Господин Назаров написал, что «потрясен и удивлен просмотром на «Культуре» кинофильмом «Малахитовая шкатулка». Считаю его шедевром самобытной русской народности и истинного искусства. И удивлен, как этот фильм появился через год после войны, в лежащей в руинах стране».


Майоровы пишут: «Редко, но смотрим «Судите сами». Возмутительная программа. Было омерзительно травить эстонского посла, да еще и женщину. У ведущего постоянно сверхагрессивная аудитория. Или ее все-таки набирают специально?» Это они друг друга заводят, я подозреваю.


«Наше телевидение в угоду Кремлю беспрерывно льет грязь на советское прошлое для того, чтобы представить в благоприятном свете преступную Россию Путина», - Юрий Николаевич нам пишет.


«Да будет вам известно, что прошлое полезно знать, чтобы двигаться в будущее и не повторять ошибок. Зря ваши гости так враждебно на это реагируют».


«Странные рассуждения у собеседников. Речь идет не о косточках отдельных погибших неизвестных солдат, а о символе погибших освободителей», - это опять нам господин Назаров пишет.


А вот моя тезка пишет нам, что я «набираю негодяев, ненавидящих Россию, получаю окровавленные доллары, вы стараетесь вредить этой России, говорить им нечего, Россия плохая, Путин плохой, а вы – хорошие.

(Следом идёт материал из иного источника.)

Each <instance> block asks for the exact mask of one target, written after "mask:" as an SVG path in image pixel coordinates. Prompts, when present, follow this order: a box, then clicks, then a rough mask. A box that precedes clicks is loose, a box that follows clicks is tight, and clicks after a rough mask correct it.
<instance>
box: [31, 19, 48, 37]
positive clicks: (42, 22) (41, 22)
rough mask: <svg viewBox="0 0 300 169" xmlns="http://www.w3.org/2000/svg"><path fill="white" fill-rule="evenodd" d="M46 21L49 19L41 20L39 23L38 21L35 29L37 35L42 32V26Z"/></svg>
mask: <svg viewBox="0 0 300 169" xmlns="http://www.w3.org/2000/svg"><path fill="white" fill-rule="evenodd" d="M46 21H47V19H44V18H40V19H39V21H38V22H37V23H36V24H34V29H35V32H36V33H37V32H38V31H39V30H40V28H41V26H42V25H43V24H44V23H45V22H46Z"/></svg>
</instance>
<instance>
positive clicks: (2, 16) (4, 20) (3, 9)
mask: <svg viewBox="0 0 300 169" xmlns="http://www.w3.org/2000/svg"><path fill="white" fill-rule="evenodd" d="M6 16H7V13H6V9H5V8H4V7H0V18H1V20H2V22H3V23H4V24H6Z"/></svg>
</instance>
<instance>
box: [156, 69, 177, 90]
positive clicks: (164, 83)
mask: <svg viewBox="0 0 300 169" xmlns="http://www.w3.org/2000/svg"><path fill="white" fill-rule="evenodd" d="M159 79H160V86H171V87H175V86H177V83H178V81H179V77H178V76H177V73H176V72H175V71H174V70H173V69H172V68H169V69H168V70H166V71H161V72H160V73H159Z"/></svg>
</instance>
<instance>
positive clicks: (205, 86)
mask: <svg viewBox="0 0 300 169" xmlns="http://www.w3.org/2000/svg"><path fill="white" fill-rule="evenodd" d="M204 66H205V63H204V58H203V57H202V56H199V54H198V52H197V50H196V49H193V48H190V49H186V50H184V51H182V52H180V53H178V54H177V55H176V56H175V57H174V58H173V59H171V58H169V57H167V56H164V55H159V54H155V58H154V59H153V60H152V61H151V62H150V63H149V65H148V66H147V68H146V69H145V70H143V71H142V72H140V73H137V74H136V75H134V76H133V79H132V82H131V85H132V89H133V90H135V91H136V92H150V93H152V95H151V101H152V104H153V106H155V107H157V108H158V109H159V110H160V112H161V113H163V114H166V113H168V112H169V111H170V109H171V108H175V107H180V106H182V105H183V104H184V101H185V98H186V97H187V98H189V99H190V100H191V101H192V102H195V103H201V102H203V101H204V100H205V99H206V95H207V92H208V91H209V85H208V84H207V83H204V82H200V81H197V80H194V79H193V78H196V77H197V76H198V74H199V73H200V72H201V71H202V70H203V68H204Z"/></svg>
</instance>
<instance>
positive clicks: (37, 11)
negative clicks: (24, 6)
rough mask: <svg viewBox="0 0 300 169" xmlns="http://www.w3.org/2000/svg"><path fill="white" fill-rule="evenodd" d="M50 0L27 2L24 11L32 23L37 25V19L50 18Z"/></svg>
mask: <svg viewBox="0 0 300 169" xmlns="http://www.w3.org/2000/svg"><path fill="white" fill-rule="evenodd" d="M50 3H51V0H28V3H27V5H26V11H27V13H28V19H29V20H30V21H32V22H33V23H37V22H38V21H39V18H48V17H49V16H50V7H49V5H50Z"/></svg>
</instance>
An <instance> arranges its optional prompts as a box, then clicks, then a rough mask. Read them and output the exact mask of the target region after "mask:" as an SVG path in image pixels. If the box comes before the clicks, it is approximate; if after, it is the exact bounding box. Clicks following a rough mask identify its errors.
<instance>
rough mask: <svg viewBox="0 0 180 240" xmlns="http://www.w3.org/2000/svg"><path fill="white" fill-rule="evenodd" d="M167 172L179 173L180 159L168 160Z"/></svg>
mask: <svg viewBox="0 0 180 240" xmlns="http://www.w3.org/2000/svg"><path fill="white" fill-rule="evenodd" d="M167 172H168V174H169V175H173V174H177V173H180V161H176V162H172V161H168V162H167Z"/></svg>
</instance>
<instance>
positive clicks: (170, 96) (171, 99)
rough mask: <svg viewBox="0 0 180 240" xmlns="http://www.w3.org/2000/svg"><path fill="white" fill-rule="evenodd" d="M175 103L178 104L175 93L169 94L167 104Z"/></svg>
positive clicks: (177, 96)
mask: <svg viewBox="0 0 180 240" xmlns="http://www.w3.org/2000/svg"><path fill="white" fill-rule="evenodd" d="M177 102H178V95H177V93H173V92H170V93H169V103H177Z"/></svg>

Едите наш хлеб, в то же время вредите России». И не желает нам ни удачи, ни здоровья. Ну, что же, Анна, это ваше право. Но лучше бы все-таки ближним удачи и здоровья желать, если вы их даже так сильно ненавидите.


«Все эти темы – Эстония, Дзержинский – это все отвлекающие темы, чтобы замять темы о маленьких пенсиях и проблемах ЖКХ», - Владимир Иванович так считает.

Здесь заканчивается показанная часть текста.